For reporting use a format like 12.2.

For checking is the value zero round or use the int() function.

Hi @somebody,

At first glance this looks like yet another rounding issue related to precision and numeric representation errors which have been discussed in a number of threads. However, your example is somewhat special in two ways:

1. ---

   @somebody wrote:
   

   I am computing the daily change/return of a series. In many cases, the value should be 0 because the value does not change.

   ---

   If the value in the series really doesn't change, the standard formulas for change or return should not produce those tiny differences.
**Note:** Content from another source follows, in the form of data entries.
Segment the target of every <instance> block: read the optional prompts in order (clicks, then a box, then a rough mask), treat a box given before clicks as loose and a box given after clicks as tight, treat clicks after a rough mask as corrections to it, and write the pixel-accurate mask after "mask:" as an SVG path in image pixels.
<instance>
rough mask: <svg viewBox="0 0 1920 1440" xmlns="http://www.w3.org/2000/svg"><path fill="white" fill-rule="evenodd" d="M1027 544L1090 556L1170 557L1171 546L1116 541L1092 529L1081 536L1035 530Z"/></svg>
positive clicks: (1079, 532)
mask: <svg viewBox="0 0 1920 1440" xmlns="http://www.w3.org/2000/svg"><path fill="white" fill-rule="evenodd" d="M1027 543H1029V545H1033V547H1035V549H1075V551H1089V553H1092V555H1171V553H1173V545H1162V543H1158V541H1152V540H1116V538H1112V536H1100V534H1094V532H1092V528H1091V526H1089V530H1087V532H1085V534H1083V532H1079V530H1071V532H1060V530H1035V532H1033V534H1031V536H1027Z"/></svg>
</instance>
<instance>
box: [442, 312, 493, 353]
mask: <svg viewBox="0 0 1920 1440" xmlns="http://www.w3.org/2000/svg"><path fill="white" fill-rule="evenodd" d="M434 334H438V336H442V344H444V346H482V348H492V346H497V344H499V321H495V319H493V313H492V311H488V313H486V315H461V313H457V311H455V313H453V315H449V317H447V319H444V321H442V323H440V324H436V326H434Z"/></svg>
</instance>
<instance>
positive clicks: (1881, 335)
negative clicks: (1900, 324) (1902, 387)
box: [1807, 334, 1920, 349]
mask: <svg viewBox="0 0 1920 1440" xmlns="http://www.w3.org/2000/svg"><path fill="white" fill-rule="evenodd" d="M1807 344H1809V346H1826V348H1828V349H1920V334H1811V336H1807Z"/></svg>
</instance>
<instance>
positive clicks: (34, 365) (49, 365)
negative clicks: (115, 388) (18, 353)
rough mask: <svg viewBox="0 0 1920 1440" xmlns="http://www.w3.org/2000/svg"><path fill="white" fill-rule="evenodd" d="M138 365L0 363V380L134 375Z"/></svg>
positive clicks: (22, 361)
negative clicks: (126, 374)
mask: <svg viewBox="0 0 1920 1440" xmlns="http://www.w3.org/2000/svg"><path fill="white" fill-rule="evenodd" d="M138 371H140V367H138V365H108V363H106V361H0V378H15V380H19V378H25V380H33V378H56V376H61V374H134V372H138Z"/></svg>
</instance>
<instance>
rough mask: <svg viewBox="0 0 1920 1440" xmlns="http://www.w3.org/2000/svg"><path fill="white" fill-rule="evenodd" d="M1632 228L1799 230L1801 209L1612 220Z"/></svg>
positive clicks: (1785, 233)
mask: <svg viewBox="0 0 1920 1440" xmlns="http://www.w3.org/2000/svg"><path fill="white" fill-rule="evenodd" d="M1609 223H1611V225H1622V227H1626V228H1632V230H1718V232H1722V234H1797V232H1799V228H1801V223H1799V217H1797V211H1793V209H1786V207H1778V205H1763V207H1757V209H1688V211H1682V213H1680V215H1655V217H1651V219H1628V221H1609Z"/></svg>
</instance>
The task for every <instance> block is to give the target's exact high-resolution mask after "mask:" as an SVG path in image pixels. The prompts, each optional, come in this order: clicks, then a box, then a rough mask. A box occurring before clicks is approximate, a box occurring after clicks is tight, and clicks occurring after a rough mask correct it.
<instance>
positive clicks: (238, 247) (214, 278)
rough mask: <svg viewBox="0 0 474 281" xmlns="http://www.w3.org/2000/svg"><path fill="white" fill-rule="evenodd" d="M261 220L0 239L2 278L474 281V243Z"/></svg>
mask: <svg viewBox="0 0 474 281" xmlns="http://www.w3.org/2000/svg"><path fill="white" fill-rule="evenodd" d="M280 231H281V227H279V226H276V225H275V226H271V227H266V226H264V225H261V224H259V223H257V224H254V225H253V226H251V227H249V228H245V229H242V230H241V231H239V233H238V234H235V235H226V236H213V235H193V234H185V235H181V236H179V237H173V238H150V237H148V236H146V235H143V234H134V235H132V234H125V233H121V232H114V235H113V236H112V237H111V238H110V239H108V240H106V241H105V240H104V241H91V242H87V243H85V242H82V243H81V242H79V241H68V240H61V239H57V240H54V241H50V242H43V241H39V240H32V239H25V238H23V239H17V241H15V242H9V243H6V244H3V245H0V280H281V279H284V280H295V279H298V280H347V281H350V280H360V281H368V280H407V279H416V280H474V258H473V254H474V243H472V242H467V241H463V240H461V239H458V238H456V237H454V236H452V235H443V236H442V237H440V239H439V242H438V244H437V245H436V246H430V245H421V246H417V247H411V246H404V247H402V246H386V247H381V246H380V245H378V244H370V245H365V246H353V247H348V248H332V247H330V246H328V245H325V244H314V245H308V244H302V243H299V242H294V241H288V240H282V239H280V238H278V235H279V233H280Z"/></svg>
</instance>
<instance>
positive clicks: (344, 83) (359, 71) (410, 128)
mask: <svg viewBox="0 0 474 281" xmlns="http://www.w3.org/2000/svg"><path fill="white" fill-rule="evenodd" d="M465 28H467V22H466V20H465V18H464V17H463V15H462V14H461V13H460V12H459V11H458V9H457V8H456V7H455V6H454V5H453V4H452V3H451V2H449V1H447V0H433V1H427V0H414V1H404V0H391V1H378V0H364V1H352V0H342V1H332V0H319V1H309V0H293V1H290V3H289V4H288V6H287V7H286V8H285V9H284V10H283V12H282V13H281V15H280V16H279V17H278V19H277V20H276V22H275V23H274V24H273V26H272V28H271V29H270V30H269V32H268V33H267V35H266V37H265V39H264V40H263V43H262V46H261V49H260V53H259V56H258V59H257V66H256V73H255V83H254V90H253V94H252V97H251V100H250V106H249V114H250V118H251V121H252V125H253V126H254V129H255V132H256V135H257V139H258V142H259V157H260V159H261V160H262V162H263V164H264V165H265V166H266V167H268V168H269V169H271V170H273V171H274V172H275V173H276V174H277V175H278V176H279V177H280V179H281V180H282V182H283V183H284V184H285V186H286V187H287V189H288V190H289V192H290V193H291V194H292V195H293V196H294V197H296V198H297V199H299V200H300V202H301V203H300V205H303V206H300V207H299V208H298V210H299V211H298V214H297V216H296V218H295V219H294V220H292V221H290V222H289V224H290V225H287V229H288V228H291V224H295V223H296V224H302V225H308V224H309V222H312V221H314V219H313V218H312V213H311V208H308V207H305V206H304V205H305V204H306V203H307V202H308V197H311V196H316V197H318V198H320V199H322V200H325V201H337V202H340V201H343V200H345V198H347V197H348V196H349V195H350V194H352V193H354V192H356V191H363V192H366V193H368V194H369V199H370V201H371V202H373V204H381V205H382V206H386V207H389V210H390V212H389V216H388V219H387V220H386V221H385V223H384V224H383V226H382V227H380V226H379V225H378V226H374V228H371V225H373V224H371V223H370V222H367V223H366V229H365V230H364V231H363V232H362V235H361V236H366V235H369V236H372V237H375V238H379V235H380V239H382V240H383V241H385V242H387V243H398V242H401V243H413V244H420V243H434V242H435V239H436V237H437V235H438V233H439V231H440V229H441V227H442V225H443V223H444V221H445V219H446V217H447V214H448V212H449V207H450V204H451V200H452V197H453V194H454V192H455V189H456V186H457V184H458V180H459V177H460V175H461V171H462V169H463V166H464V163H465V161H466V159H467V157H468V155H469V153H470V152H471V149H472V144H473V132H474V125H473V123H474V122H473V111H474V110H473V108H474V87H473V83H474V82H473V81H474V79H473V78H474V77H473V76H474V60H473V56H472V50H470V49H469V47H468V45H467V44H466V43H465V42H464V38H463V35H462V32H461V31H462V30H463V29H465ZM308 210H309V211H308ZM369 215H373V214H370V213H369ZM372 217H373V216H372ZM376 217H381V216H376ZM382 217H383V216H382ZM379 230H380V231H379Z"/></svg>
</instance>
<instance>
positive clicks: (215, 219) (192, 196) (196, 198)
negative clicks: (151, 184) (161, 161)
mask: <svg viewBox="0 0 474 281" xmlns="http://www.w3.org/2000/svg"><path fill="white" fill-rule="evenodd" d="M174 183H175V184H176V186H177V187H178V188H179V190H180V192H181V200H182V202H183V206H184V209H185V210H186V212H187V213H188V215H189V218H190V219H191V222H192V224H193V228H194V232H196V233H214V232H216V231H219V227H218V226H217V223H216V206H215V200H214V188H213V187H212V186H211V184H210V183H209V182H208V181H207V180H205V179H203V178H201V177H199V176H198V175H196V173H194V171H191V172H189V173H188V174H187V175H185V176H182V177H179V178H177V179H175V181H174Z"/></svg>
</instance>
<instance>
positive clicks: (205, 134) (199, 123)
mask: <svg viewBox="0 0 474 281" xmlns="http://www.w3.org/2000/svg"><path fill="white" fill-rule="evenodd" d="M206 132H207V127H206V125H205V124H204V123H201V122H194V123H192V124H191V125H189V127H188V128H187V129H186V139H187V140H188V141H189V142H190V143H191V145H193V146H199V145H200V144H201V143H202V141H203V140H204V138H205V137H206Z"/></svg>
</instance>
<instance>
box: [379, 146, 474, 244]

So I suspect that the input values already are affected by rounding errors and only the formatted display ("best12.") makes them appear equal.
   
   
2. Typically, the tiny differences between two numbers that "should actually be equal" amount to small integer multiples of the place value of the least significant bit. For example, in SAS on Windows and Unix platforms the place value of the least significant bit of a number x with 1 <= x < 2 (i.e., "order of magnitude 2**0") is 2**−52=2.2204...E−16. More generally, it's 2**(−52+k) for numbers in the order of magnitude 2**k. So it's plausible why, e.g., 0.8-0.1-0.7=2**-53 (Windows SAS) because the k for 0.8 and 0.7 is −1 (and −4 for 0.1).
   The fact that 2**−121=3.76158...E−37 suggests that your "extremely small values" were produced in the context of numbers in the order of magnitude 2**(−121+52)=2**−69=1.694...E−21, which is extremely small itself and obviously much smaller than what one would expect to see in financial time series.

It would be interesting to see an example of two (seemingly) equal values of your time series, the formula (and the operating system) used to compute the change or return and the resulting tiny difference.